The hotel’s marketing strategy is to market it as a mountaintop resort for weddings, family trips, spa travel and girlfriends’ getaways, Ott says, and none of their premier media buys include the mention of ghosts – but their website and some of their brochures do.

“It’s given the hotel a cache, a fun reason to play around the hotel once people get here,” Ott says. “We don’t try to make believers out of people. We have just reported the stories our guests have told us. We have as much fun with it as the people do.”

Still, it has been a boon to business, Ott says. The ghost tours alone, at $19.95 per person, have netted the hotel $279,300. The hotel is typically very busy during September and October anyway due to the fall colors in the Ozark Mountains, but the connection with the ghosts to Halloween is certainly a bonus.

“We joke we wish Halloween would fall in January” Ott says. Four years ago, management decided to do the next best thing: create two Paranormal Weekends during the off season in January and the end of August when school resumes.

Guests have the same access to all of the common areas in the hotel, including the morgue – typically unavailable except on ghost tours – to use ghost-hunting equipment and cameras. Before the weekends were designated for such a purpose, Ott said average occupancy for those weekends was 20%. Since the creation of those weekends, the 76-room hotel is booked 100% those weekends.

“It only proves if you create it, schedule it, promote it, and execute it successfully, they will come," Ott says.

Haunted hotels not an industry for the faint of heart

Not every hotelier is happy to talk about reported hauntings. At least two hotels with reported paranormal activity contacted for this story didn’t want to further link the hotel’s name with being “haunted.”

The 240-member Historic Hotels of America says they have a number of hotel members who report their buildings as haunted, but also some that do not want to be included in the organization’s annual promotion of ghostly hotels.

Rob Howell, general manager for the Shawnee Inn and Golf Resort in Shawnee on Delaware, Pa., in the foothills of the Poconos, says guests have blogged about his property’s hauntings and one even wrote him a letter chiding him for not tellimh her the hotel had ghosts after she said she saw an apparition in her room that left by walking through the closed door.
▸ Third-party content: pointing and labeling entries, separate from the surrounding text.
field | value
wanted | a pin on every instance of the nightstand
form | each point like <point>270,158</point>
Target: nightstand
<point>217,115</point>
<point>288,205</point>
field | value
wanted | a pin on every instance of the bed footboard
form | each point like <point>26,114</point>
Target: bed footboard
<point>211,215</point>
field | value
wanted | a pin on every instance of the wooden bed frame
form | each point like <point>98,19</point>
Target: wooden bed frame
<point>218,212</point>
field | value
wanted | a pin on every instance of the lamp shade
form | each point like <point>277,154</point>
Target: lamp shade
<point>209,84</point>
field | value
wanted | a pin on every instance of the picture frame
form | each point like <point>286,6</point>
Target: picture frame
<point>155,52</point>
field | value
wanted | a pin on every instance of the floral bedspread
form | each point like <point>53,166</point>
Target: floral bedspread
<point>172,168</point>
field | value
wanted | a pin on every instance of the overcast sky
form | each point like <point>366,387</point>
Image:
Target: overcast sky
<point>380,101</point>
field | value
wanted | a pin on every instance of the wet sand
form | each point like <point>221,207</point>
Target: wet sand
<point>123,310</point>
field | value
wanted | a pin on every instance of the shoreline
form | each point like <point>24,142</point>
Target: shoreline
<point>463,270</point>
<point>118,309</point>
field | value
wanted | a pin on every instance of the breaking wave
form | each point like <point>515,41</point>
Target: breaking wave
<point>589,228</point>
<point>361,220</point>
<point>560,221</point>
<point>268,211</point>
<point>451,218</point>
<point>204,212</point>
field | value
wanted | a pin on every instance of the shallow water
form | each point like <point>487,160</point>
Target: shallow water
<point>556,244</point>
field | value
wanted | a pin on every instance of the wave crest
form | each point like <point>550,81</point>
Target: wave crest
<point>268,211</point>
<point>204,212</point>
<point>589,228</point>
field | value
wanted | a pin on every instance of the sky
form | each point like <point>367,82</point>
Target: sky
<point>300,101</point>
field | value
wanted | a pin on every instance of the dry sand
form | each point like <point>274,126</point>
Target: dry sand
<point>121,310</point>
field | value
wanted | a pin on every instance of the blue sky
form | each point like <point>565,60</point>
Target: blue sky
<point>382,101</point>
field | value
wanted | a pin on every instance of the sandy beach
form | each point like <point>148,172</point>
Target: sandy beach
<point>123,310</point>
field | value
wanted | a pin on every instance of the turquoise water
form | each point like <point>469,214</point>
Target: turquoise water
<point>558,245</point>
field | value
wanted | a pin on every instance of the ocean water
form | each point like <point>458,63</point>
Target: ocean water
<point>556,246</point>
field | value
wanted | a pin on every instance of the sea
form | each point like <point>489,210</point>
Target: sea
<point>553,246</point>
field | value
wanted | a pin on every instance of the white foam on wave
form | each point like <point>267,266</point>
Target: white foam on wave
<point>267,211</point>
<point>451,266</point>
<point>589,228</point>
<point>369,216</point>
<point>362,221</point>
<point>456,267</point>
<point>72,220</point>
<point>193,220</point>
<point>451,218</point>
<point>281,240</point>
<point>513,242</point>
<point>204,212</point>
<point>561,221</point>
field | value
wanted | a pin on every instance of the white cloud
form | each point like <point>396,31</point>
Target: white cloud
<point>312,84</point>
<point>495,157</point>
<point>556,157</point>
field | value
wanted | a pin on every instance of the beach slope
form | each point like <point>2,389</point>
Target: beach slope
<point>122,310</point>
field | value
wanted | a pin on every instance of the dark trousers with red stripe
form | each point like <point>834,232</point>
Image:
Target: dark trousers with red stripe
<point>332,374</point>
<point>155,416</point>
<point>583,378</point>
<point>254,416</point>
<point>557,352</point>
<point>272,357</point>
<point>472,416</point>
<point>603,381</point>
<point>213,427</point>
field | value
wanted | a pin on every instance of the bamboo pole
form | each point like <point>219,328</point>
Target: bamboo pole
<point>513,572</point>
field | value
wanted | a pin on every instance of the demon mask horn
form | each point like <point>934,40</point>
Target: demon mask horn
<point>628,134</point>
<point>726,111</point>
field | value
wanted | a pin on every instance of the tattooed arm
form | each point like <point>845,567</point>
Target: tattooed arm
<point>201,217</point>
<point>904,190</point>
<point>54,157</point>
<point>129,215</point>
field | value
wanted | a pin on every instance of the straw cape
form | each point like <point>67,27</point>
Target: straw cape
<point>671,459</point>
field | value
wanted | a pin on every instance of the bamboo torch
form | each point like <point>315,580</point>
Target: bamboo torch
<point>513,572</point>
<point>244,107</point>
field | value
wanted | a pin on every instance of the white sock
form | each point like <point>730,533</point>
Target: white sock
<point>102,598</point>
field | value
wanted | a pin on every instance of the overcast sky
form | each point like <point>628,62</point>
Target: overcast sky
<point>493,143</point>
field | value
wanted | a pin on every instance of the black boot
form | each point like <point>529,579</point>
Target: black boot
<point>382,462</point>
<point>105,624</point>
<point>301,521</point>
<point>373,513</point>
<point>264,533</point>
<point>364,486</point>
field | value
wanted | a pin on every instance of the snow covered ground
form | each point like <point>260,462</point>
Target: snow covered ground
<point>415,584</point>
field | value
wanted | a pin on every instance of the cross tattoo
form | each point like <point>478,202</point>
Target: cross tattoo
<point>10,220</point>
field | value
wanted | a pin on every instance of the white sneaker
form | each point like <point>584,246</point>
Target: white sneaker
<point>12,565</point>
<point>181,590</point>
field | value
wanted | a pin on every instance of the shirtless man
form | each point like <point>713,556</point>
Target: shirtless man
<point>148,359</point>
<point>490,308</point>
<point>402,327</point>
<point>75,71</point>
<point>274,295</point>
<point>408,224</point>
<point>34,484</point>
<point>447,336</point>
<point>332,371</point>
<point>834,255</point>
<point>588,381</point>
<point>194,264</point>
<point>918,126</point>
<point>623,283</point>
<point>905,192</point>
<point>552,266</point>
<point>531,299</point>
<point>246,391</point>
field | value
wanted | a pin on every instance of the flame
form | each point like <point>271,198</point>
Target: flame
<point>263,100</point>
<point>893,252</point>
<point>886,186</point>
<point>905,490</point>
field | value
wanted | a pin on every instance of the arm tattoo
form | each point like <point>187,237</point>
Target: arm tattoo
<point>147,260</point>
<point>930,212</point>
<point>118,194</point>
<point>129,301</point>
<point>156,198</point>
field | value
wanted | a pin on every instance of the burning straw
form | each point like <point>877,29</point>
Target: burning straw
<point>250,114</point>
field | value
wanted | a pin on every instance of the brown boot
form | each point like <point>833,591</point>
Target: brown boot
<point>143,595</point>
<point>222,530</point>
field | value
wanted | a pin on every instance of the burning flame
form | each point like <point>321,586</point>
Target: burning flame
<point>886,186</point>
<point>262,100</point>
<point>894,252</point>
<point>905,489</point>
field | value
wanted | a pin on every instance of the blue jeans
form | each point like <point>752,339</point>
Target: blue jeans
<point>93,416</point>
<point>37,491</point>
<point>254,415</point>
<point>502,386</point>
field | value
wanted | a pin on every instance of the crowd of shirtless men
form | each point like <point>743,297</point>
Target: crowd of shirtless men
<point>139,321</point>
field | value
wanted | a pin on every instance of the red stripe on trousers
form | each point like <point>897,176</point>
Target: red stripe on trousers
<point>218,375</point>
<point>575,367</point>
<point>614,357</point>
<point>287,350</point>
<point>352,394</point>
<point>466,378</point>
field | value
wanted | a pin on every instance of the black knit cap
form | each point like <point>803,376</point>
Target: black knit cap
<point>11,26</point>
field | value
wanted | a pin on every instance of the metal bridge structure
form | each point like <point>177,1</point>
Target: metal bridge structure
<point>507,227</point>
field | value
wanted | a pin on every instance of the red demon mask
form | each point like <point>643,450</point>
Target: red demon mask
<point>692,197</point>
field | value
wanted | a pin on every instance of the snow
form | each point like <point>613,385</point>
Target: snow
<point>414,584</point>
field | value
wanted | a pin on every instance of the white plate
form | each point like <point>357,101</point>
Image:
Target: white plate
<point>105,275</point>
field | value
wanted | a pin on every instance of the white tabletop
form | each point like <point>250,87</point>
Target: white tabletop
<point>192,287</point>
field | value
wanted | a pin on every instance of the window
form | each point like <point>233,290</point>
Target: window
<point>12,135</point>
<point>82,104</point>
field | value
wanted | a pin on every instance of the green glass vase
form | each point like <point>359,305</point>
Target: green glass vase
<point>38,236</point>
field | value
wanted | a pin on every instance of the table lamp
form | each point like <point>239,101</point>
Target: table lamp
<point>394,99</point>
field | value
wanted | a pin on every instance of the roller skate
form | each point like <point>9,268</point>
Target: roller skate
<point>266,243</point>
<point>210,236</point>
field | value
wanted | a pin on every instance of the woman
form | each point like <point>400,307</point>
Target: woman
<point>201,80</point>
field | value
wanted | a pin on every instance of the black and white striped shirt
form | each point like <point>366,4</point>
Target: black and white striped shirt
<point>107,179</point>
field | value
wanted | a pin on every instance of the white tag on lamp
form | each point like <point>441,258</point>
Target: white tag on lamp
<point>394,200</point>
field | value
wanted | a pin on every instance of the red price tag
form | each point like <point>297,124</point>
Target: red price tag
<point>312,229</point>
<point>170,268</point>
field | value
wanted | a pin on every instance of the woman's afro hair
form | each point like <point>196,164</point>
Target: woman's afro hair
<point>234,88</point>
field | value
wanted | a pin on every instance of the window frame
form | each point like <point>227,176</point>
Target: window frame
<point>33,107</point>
Howell says he doesn’t think the unexplained occurrences happen frequently enough to justify a disclaimer to guests. “It maybe comes up once a year or so,” he says.

The inn, built in 1911, was famous early on for its golf activities and even hosted the 1938 PGA championship. It was later featured on an early 1940s variety show by one of its owners and hosted many stars of the day, including Bob Hope and Jackie Gleason.

“I guess we have just always marketed the hotel in a more authentic way, for its golf and outdoor activities,” Howell says. “We just haven’t found a way to integrate its’ ghostly past.”

Howell says the hotel staff does not discuss ghosts or any stories they may read about apparitions on the Internet. Jeremy Wo, public relations coordinator for the Inn, says they may have some concerns about scaring away repeat guests if they decided to market the hotel’s unexplained happenings.

Ott, who says he’s had at least two unexplained experiences at the hotel and reports that a few guests have become frightened enough to leave in the middle of the night, says The Crescent hasn’t experienced any negative business issues for embracing its paranormal reputation. “We’ve been told previous owners didn’t want to tell people about the hauntings,” Ott says. “But I think one reason we don’t have problem is that our ghosts are Casper-esque – friendly spirits who won’t scare or upset people.”

Ott says they like to think of their ghosts as spirits who do not know they’re deceased, “Guests who checked out, but never left.”